皆様お正月はいかがお過ごしでしたか?私は来る日も食っちゃ寝状態だったため、スカートのファスナーに怯える日々を送っております。くだらないことばかり書いておりますが、本年もどうぞ宜しくお願い致します。

 さて新年初のコラムということで、今年本格化するとみられる都市再開発を取り上げたいと思います。

 昨年6月に都市再生法が施行され、民間業者も都市計画の提案が可能になり都心部で大型開発が相次いでいます。昨年最も話題を集めたのはご存知9月にオープンした東京駅前の丸ビルです。この年末年始も120万人の人が訪れ(一日当り10万人)、オープン4ヶ月売上高は120億円と早くも計画(初年度180億円)の7割を達成しています。 この他12月にオープンした大型商業施設「カレッタ汐留」も客足は好調で、電通四季劇場(海)のこけら落とし「マンマ・ミーア」は早くも9月までの公演延長が決定しました。

 さて今年最も注目を集めそうなのが4月にオープンする「六本木ヒルズ」です。森ビルが足掛け17年かけ約400人の地権者(大変そう)をまとめあげ、総事業費は2,700億円と国内最大級の開発です。目玉は54階建てのメインタワー「六本木ヒルズ森タワー」と9つのスクリーンを備え深夜営業も行うシネマコンプレックス。物販店もルイ・ヴィトン等海外ブランドが4割を占め、レストランも仏の三ツ星シェフ、ジョエル・ロプション氏の店など話題の店がオープンする予定です。一日あたりの来場者は10万人、初年度売上高400億円を目指しています。

 この他秋に東海道新幹線が開通し新駅が誕生する品川周辺も注目されます。4月にオープン予定の「グランドコモンズ」は竣工済の「インターシティ」と連結されオフィスビルやレストラン、ホテルまで備えた首都圏の新しい玄関口となる見通しです。最近はりんかい線や半蔵門線など首都圏で鉄道の延長工事が進んでおり、駅周辺開発に取り組む鉄道各社の動きも注目されます。また地方都市でも今年は札幌と北九州、2004年は大阪、2005年には名古屋と大型プロジェクトが次々と進行しています。

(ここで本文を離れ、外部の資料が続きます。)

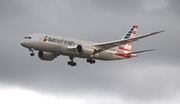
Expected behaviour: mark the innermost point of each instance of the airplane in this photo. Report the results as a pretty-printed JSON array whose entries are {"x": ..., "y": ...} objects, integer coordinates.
[{"x": 50, "y": 47}]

 開発が加速する中、懸念されているのが2003年問題です。90年代に落札された旧国鉄用地(汐留、品川、飯田橋等)で大型施設が相次ぎ竣工するため新規供給は平均的な年の3倍に拡大、空室率上昇や家賃相場の下落が懸念されています。ただ前回大量供給のあった92年と比較して供給自体は低い水準にあり徒に懸念する必要はなさそうです。とはいえ空室率は競争力のある首都圏でもITバブルの崩壊した2001年以降上昇しており、新規ビルであってもテナント獲得は容易ではありません。ただ競争力のある物件は長期的にオフィス需要を取り込むことも可能な他、家賃相場も既に低水準にあるため収入が激減ということはなさそうです。今後は立地、築年数、機能(IT化対応等)を含め物件の持つ収益力格差が鮮明になり淘汰が進むとみられます。

 昨年日本を訪れた外国人観光客は500万人を突破するなどここ数年増加傾向にあります。加えて景気浮揚効果への期待もあり再開発の勢いはしばらく続きそうです。消費不況の中でもこれら大型商業施設は連日賑わいをみせており、人の流れを促すという意味で数少ない商流の火付け役として期待したいです。

◇2003年竣工予定の主な大型開発

札幌 JRタワー 3月6日 北海道最大規模、大丸やシネコンも進出
神保町 ジェイシティ東京 3月15日 29階建て高層マンションは即日完売
飯田橋 アイガーデンエア 3月末 地上35階のガーデンエアタワーが目玉
品川 品川グランドコモンズ 4月上旬 秋には東海道新幹線開業で客数増加
北九州 リバーウォーク北九州 4月 大型モール併設、初年度集客目標1000万人
六本木 六本木ヒルズ 4月25日 規模は国内最大、初年度売上目標400億円
汐留 日本テレビタワー 4月30日 資生堂、日通等大手企業も移転予定
(小町)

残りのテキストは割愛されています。